One of the key issues Obama wants to emphasize during his visit is US exports, which he has pledged to double within five years as a way to boost domestic growth and job creation.

Obama will leave the US just days after the November 2 congressional elections in which his Democrats are expected to be punished by voters for stubbornly high US unemployment of nearly 10 per cent.

Somers told reporters that India’s economic rise “is an extraordinary, historic market opportunity for American companies and so what we hope on Saturday, November 6 is to raise that profile.”

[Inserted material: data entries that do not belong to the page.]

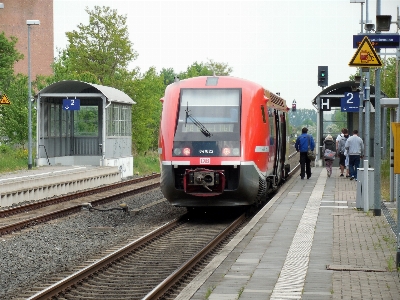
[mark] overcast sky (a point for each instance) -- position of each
(278, 44)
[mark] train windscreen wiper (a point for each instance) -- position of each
(202, 128)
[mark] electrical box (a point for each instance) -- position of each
(322, 76)
(396, 145)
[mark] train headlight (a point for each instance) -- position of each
(177, 151)
(186, 151)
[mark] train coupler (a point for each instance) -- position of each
(204, 182)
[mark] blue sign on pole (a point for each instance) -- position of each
(378, 41)
(350, 102)
(71, 104)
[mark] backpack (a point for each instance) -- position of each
(342, 143)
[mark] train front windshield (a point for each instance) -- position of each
(208, 123)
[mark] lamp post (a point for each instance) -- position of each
(29, 23)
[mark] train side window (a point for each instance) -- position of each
(263, 113)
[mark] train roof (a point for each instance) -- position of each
(274, 100)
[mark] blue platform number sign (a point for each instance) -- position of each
(71, 104)
(350, 102)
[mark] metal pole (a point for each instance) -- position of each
(29, 104)
(360, 108)
(367, 112)
(377, 134)
(397, 175)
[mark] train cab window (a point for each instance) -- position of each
(208, 123)
(263, 113)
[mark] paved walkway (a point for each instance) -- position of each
(308, 242)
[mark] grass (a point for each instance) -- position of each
(146, 163)
(13, 159)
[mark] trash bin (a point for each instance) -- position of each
(360, 182)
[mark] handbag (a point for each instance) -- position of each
(329, 154)
(310, 154)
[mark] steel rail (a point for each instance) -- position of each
(47, 202)
(70, 210)
(172, 279)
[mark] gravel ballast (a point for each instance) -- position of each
(49, 249)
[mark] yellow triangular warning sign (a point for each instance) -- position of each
(4, 99)
(365, 55)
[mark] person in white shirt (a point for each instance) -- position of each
(355, 150)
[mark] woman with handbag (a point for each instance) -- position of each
(328, 148)
(304, 143)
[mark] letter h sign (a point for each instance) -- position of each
(325, 104)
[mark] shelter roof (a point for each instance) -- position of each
(343, 87)
(68, 87)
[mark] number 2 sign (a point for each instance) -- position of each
(350, 102)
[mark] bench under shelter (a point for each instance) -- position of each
(81, 123)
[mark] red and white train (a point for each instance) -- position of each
(222, 142)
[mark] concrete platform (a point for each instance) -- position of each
(309, 242)
(48, 181)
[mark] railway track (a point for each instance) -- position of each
(28, 215)
(148, 267)
(166, 257)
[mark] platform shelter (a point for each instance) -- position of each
(343, 97)
(81, 123)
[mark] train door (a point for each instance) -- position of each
(278, 146)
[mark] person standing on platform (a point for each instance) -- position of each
(340, 146)
(355, 150)
(303, 143)
(339, 137)
(328, 145)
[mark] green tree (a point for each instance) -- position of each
(168, 75)
(14, 117)
(146, 113)
(101, 48)
(219, 69)
(9, 55)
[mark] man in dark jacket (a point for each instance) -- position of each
(303, 142)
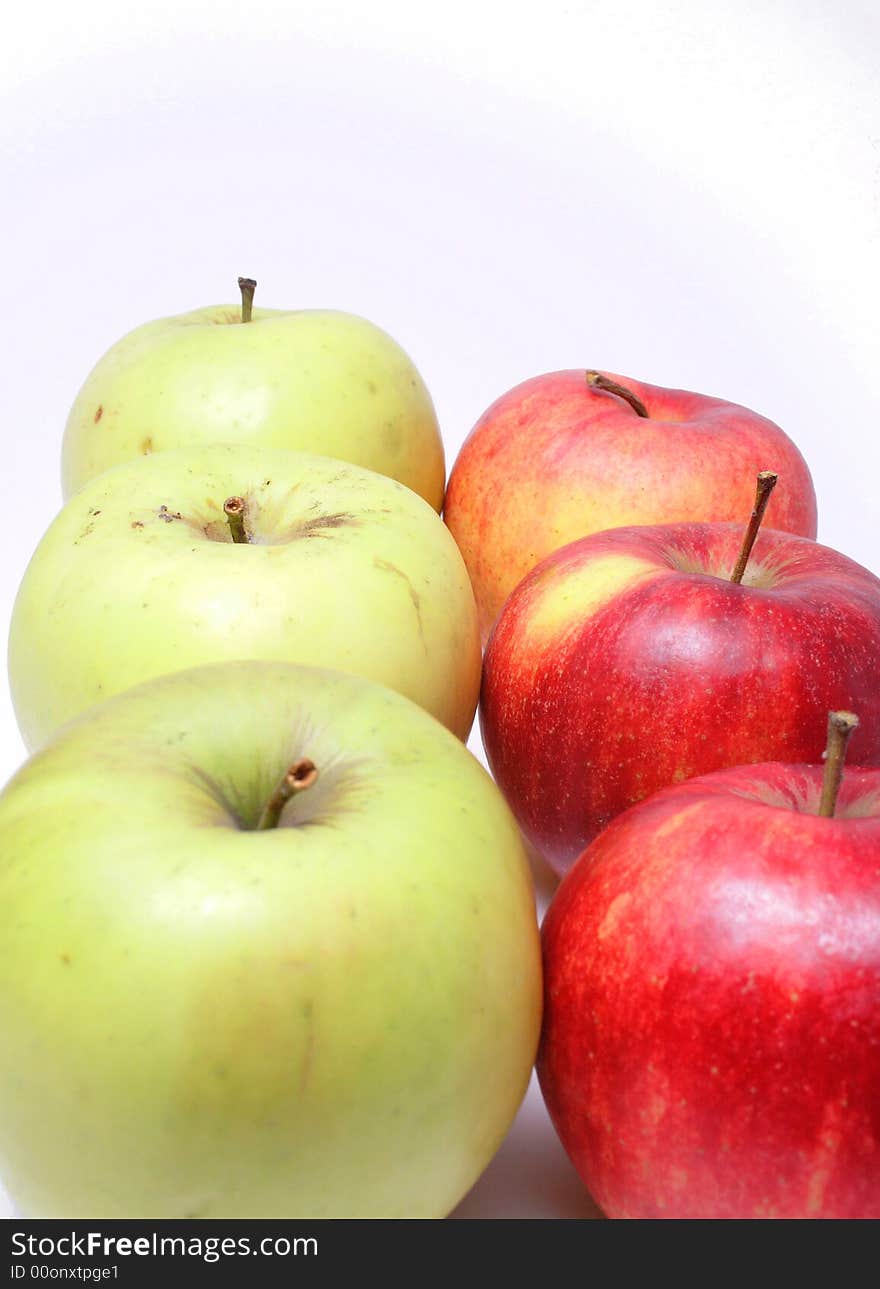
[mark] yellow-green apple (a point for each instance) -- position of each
(318, 380)
(711, 1038)
(268, 949)
(141, 574)
(630, 660)
(573, 453)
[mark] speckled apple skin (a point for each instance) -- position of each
(711, 1033)
(554, 459)
(617, 668)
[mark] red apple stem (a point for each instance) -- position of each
(765, 485)
(246, 285)
(300, 776)
(840, 728)
(233, 508)
(611, 387)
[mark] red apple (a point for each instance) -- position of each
(629, 660)
(558, 458)
(711, 1026)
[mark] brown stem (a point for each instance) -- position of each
(233, 508)
(246, 285)
(300, 776)
(765, 485)
(840, 727)
(598, 382)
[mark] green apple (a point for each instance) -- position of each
(205, 1017)
(139, 575)
(317, 380)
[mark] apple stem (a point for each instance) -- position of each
(246, 285)
(765, 485)
(233, 508)
(611, 387)
(840, 727)
(300, 776)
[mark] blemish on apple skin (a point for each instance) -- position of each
(312, 527)
(414, 594)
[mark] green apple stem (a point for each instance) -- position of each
(233, 508)
(765, 485)
(840, 727)
(611, 387)
(246, 285)
(300, 776)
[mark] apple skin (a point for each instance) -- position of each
(711, 1034)
(317, 380)
(333, 1018)
(138, 575)
(628, 661)
(555, 459)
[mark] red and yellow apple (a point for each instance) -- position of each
(711, 1033)
(573, 453)
(629, 660)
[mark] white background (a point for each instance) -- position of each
(682, 191)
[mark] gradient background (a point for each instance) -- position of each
(684, 191)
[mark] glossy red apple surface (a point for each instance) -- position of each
(711, 1027)
(629, 660)
(558, 458)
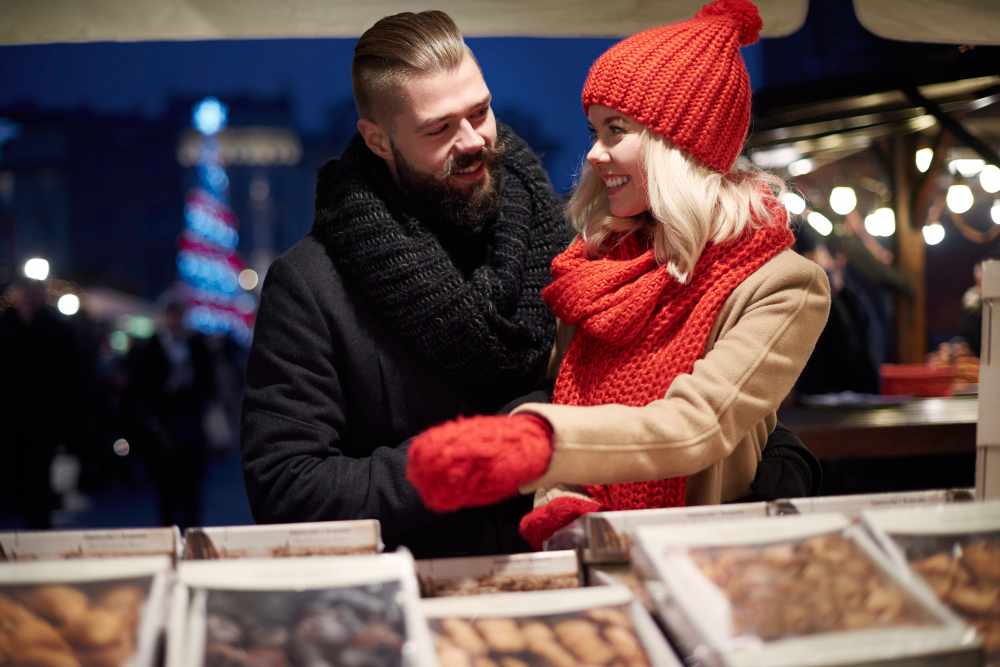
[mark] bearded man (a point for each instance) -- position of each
(414, 298)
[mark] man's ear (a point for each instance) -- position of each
(376, 138)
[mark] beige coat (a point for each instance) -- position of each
(713, 423)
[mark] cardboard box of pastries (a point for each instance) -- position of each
(65, 544)
(794, 591)
(955, 550)
(547, 570)
(316, 611)
(96, 613)
(608, 535)
(852, 505)
(600, 625)
(324, 538)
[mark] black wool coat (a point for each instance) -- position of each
(333, 394)
(331, 399)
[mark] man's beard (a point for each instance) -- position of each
(466, 208)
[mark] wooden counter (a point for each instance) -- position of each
(919, 427)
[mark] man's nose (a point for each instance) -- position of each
(468, 139)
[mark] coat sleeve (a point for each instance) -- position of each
(705, 414)
(294, 430)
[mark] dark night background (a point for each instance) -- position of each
(89, 136)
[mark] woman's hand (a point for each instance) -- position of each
(479, 460)
(538, 525)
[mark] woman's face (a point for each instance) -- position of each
(616, 156)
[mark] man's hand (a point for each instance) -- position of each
(479, 460)
(539, 524)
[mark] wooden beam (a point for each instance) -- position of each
(911, 318)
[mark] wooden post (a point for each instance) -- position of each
(911, 311)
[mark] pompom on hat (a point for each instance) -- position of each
(685, 81)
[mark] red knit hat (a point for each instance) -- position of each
(685, 81)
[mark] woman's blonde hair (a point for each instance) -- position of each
(689, 205)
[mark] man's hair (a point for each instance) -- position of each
(400, 46)
(689, 204)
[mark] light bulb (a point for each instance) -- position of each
(68, 304)
(967, 167)
(923, 158)
(794, 203)
(36, 268)
(801, 167)
(933, 233)
(843, 200)
(881, 222)
(820, 223)
(989, 178)
(959, 198)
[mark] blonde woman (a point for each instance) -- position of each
(690, 316)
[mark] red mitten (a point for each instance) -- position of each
(539, 524)
(479, 460)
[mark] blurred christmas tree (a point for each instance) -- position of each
(207, 259)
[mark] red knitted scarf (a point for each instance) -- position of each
(638, 328)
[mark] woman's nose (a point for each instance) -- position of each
(598, 154)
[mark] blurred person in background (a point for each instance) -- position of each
(844, 358)
(42, 405)
(169, 388)
(971, 322)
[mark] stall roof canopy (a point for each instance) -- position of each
(33, 22)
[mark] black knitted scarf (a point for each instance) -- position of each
(481, 323)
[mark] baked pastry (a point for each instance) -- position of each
(59, 605)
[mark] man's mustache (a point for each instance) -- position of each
(490, 155)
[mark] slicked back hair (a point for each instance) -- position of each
(396, 48)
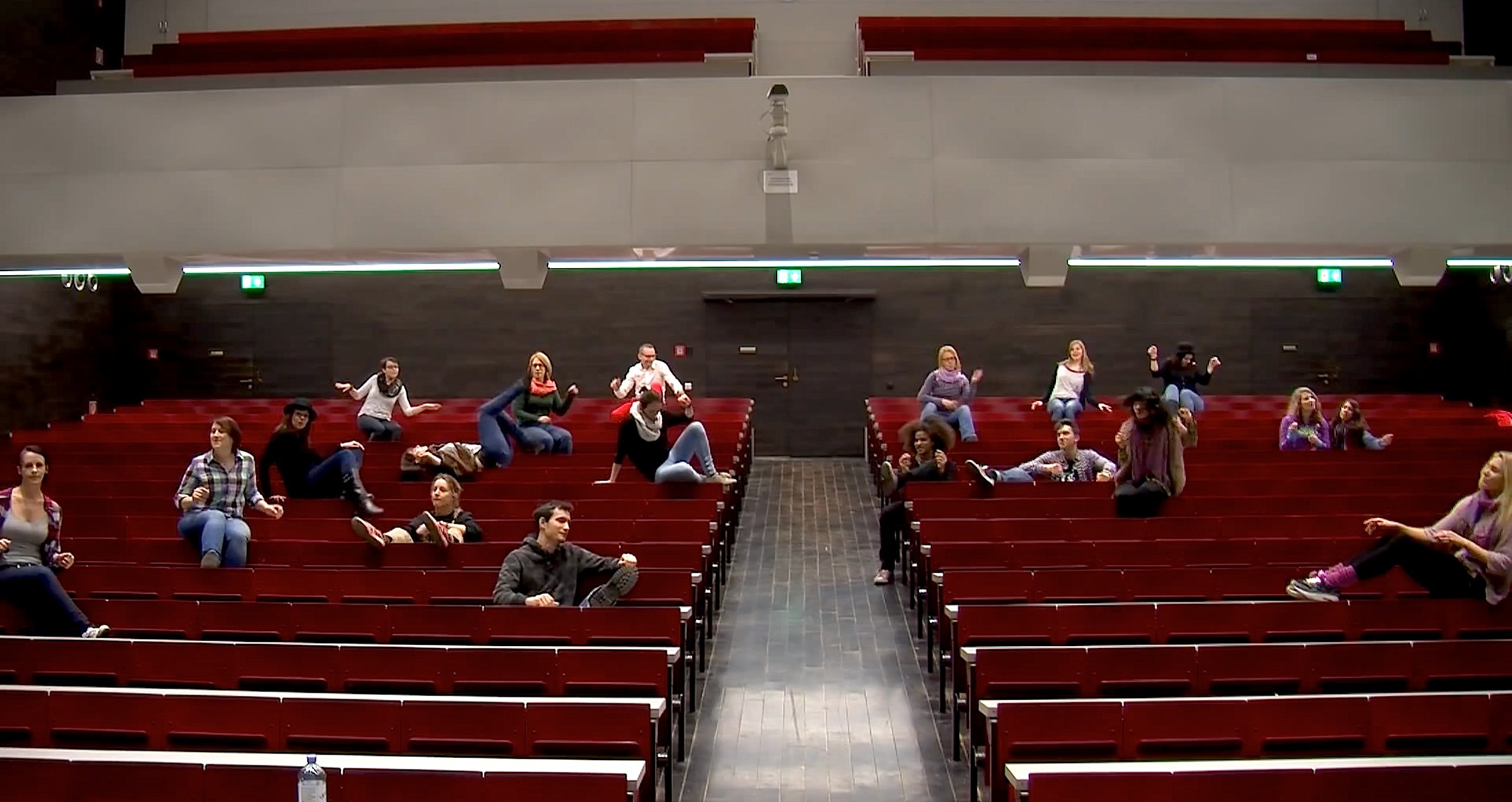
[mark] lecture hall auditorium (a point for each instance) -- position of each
(862, 252)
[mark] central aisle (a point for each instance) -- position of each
(814, 687)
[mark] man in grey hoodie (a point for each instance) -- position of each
(545, 569)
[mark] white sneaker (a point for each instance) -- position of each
(980, 474)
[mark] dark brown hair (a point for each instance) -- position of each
(546, 510)
(230, 427)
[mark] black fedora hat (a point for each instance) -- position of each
(300, 405)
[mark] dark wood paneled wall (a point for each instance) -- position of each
(463, 335)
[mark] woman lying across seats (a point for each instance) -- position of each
(380, 396)
(215, 491)
(926, 445)
(304, 471)
(1465, 555)
(643, 441)
(949, 392)
(1304, 429)
(444, 524)
(534, 410)
(1151, 464)
(1351, 430)
(1070, 389)
(31, 555)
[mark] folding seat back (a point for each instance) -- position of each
(211, 722)
(23, 718)
(286, 668)
(190, 665)
(1056, 731)
(341, 725)
(1251, 671)
(1360, 668)
(436, 625)
(569, 730)
(1143, 671)
(1431, 724)
(503, 671)
(1310, 725)
(1184, 728)
(613, 672)
(465, 728)
(1042, 672)
(102, 721)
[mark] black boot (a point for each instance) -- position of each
(360, 498)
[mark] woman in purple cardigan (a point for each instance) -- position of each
(1465, 556)
(947, 394)
(1304, 429)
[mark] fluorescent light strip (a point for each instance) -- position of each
(1479, 262)
(797, 264)
(1116, 262)
(60, 273)
(403, 267)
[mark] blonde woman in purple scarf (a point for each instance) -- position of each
(1465, 556)
(947, 394)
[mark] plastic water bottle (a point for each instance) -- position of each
(312, 781)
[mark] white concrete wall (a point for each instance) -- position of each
(678, 162)
(797, 37)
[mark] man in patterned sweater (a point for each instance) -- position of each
(1065, 464)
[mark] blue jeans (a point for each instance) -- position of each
(545, 438)
(37, 592)
(693, 442)
(379, 430)
(335, 474)
(495, 427)
(1011, 475)
(220, 533)
(959, 418)
(1178, 399)
(1062, 409)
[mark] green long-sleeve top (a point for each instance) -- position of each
(528, 407)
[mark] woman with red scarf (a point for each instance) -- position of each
(536, 407)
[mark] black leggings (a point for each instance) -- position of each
(1139, 500)
(892, 520)
(1441, 574)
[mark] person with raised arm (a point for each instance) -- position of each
(212, 495)
(1063, 464)
(1304, 427)
(1070, 389)
(947, 392)
(304, 471)
(380, 396)
(444, 524)
(32, 555)
(1183, 377)
(1467, 555)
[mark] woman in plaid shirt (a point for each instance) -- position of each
(215, 493)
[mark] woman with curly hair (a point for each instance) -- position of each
(1351, 430)
(924, 459)
(1304, 429)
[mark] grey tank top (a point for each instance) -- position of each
(26, 541)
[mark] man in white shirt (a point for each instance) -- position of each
(649, 373)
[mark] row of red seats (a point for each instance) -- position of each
(204, 777)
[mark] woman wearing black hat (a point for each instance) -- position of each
(1181, 377)
(304, 472)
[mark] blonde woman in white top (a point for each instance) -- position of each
(1071, 388)
(380, 396)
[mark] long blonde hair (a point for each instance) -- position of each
(1295, 406)
(1086, 357)
(545, 361)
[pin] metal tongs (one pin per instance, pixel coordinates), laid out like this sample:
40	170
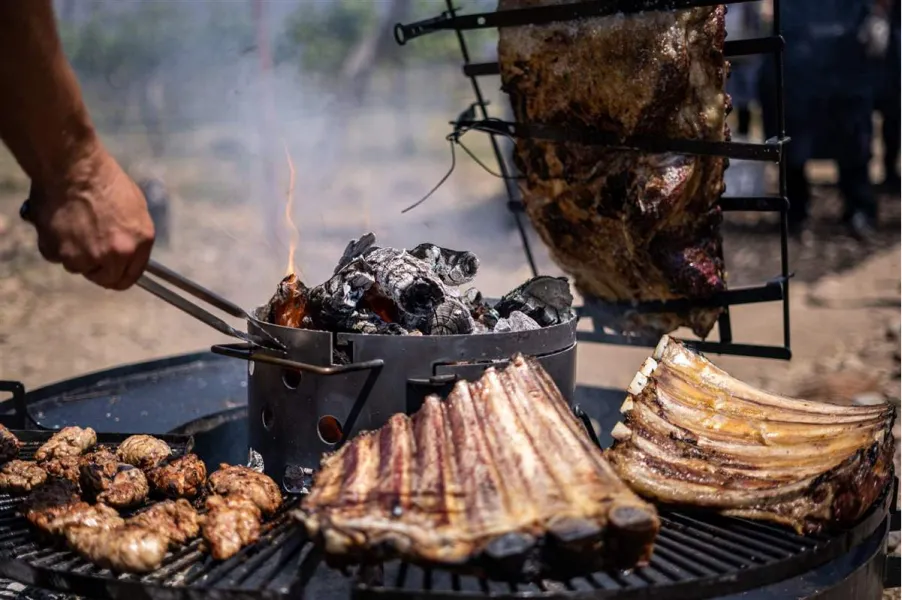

Terry McGraw, chief executive of McGraw Hill Companies Inc, and Indra Nooyi, chief executive of Pepsico Inc, are also among the business leaders Obama will meet in Mumbai, said White House deputy communications director Jen Psaki.

Business opportunities are abundant. India plans to renew its Soviet-supplied armory, making it a key market for Boeing and Lockheed Martin Corp as the US competes with the Europeans and Russia to sell it 126 fighter jets in a deal worth $11bn (£6.94bn).

But there are obstacles to greater trade. For one thing, India wants Obama to abolish export restrictions on dual-use technology that could be used to build nuclear weapons, imposed after India exploded its latest nuclear device in 1998.

In addition, US firms dislike an Indian civil nuclear liability law that curbs the appeal of doing business in the country.